If you want the new server to be a Primary Domain Controller or a
Backup Domain Controller you need to have the server's sambaSID
attribute match the domain SID.   I believe you also need to set up
all the netlogon stuff in order to be a PDC or BDC.

If you aren't going to be a PDC or BDC you need to use "net rpc join"
to join the local domain.  (You can use the "net rpc testjoin" command
to see if it's already joined.)

> In addition I've tried the index on sambaSID attribute, I already have an
> "eq" index on it, and I can't create a "sub" index, I think this is because
> of the attribute definition.

That's bad.  You need to check to make sure your LDAP has the samba
schema that matches your version of samba, and not an old schema.  As
I understand it, samba will be much less efficient without that
subinitial index.  I personally have sambaSID indexed as "eq, pres,
sub" in my /etc/openldap/slapd.conf and it works fine.

When I added the "sub" index, I used slapcat to dump the entire
database to LDIF format, then moved the old database files in
/var/lib/ldap into a backup directory to get them out of the way, then
I used slapadd to rebuild the database with the new index.  There are
other ways to create a new index (I think there's a slapindex
program?) but I have never learned any of them, I just dump the
database to LDIF and rebuild, it's reasonably quick and it defragments
the database at the same time.

> I've updated to samba-3.2.0-21 but I'm still stuck.

I haven't used 3.2 yet, so you should take my advice with a grain of
salt.  But you should always do that anyway ;) since I don't write
code for the Samba Team...

> I'm worried about your comment on users located by sid as all my users
> already has a sid assigned, is that sid server-dependant?

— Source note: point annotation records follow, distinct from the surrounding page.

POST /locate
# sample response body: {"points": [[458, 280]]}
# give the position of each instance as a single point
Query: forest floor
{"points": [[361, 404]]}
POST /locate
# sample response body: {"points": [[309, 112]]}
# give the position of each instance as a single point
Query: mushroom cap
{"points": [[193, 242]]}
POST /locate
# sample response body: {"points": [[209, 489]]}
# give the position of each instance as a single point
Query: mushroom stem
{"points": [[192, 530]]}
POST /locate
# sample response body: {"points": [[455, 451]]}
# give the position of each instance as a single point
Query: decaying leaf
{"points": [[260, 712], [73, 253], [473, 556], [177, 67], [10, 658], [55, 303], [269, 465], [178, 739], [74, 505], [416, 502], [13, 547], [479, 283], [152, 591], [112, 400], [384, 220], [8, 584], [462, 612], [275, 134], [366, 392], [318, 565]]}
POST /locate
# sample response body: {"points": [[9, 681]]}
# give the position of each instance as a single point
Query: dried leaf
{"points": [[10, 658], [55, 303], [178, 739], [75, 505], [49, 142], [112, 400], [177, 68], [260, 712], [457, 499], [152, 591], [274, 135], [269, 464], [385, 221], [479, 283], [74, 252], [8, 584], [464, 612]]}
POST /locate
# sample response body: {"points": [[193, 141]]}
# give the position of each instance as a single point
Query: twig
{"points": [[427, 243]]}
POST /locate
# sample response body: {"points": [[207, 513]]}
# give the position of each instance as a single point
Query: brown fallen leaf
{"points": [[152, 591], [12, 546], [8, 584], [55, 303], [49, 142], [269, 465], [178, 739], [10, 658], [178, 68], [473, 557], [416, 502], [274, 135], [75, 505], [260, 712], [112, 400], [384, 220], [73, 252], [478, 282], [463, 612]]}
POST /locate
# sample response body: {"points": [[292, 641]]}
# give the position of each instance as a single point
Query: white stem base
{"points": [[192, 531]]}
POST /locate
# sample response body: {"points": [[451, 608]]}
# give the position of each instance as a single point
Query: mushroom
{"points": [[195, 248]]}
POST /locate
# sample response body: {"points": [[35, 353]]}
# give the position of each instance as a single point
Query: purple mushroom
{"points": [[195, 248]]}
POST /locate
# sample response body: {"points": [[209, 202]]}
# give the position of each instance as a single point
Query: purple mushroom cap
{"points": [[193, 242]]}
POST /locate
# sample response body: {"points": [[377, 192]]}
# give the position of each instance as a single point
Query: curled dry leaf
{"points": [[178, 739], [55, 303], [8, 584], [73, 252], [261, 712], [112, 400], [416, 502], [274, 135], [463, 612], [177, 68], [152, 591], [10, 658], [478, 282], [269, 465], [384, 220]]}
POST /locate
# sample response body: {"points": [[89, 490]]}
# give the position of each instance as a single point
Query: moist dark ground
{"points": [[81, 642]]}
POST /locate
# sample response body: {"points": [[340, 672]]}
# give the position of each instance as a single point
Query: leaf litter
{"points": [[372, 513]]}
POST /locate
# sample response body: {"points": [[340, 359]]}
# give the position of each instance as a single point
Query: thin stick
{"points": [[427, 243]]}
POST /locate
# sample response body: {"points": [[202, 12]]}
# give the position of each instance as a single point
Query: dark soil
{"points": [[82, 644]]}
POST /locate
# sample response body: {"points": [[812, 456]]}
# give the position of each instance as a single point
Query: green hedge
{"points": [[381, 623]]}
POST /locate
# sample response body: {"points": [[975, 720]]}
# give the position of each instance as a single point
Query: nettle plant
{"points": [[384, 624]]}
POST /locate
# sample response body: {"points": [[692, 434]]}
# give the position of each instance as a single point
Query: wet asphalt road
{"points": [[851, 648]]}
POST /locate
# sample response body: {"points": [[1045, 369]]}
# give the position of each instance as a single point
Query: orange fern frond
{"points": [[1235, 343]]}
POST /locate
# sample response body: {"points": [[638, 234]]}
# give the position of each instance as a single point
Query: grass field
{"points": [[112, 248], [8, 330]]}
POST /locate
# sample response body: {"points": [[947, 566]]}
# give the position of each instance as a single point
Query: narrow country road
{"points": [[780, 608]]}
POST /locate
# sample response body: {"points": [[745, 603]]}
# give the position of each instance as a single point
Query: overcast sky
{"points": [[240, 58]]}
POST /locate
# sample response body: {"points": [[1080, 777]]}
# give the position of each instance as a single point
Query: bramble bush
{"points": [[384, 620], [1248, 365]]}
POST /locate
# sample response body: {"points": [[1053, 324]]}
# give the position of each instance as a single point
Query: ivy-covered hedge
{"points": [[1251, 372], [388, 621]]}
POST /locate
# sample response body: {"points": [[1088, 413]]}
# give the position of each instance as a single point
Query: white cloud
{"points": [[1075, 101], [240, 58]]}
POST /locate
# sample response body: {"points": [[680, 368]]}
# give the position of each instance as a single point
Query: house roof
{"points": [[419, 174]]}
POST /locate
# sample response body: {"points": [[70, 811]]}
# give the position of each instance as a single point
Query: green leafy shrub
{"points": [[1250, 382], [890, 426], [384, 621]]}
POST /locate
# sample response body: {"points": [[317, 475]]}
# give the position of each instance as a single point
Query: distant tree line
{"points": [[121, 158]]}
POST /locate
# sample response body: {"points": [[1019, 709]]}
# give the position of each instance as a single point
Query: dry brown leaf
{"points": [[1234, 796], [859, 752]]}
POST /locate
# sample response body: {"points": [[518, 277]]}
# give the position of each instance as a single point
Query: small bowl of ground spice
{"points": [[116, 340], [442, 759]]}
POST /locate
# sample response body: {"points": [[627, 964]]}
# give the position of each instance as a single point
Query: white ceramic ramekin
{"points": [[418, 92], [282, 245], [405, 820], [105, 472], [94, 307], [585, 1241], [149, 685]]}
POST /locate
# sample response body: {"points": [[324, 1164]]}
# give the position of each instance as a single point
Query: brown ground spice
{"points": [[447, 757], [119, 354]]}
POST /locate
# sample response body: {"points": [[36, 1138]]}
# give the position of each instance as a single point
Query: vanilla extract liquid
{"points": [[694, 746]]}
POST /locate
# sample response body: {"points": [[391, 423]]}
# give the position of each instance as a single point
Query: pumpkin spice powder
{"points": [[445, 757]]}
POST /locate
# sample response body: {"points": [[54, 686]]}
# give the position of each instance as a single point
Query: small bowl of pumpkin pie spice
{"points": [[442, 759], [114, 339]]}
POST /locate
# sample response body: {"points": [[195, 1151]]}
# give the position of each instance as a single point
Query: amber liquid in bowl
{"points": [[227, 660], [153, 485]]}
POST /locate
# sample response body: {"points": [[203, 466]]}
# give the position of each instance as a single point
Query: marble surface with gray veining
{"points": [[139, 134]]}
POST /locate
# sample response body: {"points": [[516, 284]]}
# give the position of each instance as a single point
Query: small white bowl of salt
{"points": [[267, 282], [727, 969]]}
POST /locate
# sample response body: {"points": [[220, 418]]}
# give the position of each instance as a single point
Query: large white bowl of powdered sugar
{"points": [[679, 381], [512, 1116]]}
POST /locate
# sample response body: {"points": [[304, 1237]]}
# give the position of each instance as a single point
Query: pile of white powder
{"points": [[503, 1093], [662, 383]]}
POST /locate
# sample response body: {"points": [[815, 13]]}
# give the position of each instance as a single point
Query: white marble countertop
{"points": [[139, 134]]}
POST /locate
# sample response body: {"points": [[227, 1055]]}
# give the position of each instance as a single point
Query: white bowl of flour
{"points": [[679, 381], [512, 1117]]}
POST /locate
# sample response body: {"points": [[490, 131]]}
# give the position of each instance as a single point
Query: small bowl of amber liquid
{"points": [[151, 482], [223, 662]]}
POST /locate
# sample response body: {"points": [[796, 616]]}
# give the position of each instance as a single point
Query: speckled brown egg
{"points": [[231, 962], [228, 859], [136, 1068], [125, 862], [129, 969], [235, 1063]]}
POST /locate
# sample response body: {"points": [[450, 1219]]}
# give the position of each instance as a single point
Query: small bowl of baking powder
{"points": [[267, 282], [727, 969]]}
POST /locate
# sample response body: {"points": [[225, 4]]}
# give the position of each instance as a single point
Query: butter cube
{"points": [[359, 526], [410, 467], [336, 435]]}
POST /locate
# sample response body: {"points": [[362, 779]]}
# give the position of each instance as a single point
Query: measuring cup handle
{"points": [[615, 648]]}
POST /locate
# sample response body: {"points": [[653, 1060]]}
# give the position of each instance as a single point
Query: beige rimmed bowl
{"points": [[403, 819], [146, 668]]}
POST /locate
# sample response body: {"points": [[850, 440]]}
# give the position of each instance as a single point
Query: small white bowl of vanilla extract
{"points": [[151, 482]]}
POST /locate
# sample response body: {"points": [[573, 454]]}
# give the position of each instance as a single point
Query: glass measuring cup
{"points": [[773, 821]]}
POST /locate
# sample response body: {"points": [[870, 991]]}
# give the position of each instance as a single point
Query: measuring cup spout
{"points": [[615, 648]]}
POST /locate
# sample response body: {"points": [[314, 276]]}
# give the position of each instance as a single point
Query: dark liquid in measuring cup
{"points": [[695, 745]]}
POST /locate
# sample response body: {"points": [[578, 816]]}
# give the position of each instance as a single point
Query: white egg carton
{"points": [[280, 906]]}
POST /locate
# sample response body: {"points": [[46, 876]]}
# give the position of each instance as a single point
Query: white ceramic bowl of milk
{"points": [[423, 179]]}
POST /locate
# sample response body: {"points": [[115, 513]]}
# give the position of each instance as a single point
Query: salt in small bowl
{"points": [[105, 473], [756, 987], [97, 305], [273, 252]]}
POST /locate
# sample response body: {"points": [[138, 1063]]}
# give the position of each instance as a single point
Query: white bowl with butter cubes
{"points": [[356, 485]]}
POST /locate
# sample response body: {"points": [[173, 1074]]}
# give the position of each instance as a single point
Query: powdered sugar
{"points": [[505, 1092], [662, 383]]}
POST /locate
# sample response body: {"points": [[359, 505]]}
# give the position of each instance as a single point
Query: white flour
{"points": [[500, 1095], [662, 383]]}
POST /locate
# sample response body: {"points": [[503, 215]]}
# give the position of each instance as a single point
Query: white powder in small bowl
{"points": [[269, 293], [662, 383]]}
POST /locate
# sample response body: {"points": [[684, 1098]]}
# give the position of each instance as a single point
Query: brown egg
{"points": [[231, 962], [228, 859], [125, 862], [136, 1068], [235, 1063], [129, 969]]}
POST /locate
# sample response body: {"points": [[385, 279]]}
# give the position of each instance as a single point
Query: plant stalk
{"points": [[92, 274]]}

I must assume it
> isn't, it's only user-dependant, isn't it?

SID stands for either System Identifier or Security Identifier (and
sometimes Security Context) depending on which documents you read.
The last part of a user or group SID is the RID.  RID always stands
for Relative Identifier.

SIDs are assigned by domain.  If you want a user who has a SID from
domain A to be able to log in to domain B, you have to set up a domain
trust relationship between the two domains, which is annoyingly
complicated.  If your new server is joined to the old domain, you
should have no problems.

Take a look in LDAP at one of your users, and see what that
individual's sambaSID is.  It should look something like
"S-1-5-21-xxxxxxxxx-xxxxxxxxxx-xxxxxxxxxx-yyyyyy" except the x and y
will be numbers.  Everything in that string except the last -yyyyy
part is the domain SID, and the -yyyyyy part is the user's RID...
together they make up the user's SID.

SIDs are *almost* unique - user and group SIDs must always be unique,
but the SID of a server that is a PDC or a BDC is identical to the
domain SID of the domain being served.  Unfortunately, there is
nothing that enforces this uniqueness except human intervention, so it
is easy to break things when connecting two or more previously
unconnected networks.

If the above sounds stupid, self-limiting and unneccessarily complex,
that's probably because it is.  It's not the Samba Team's fault,
though - they inherited this madness from Microsoft.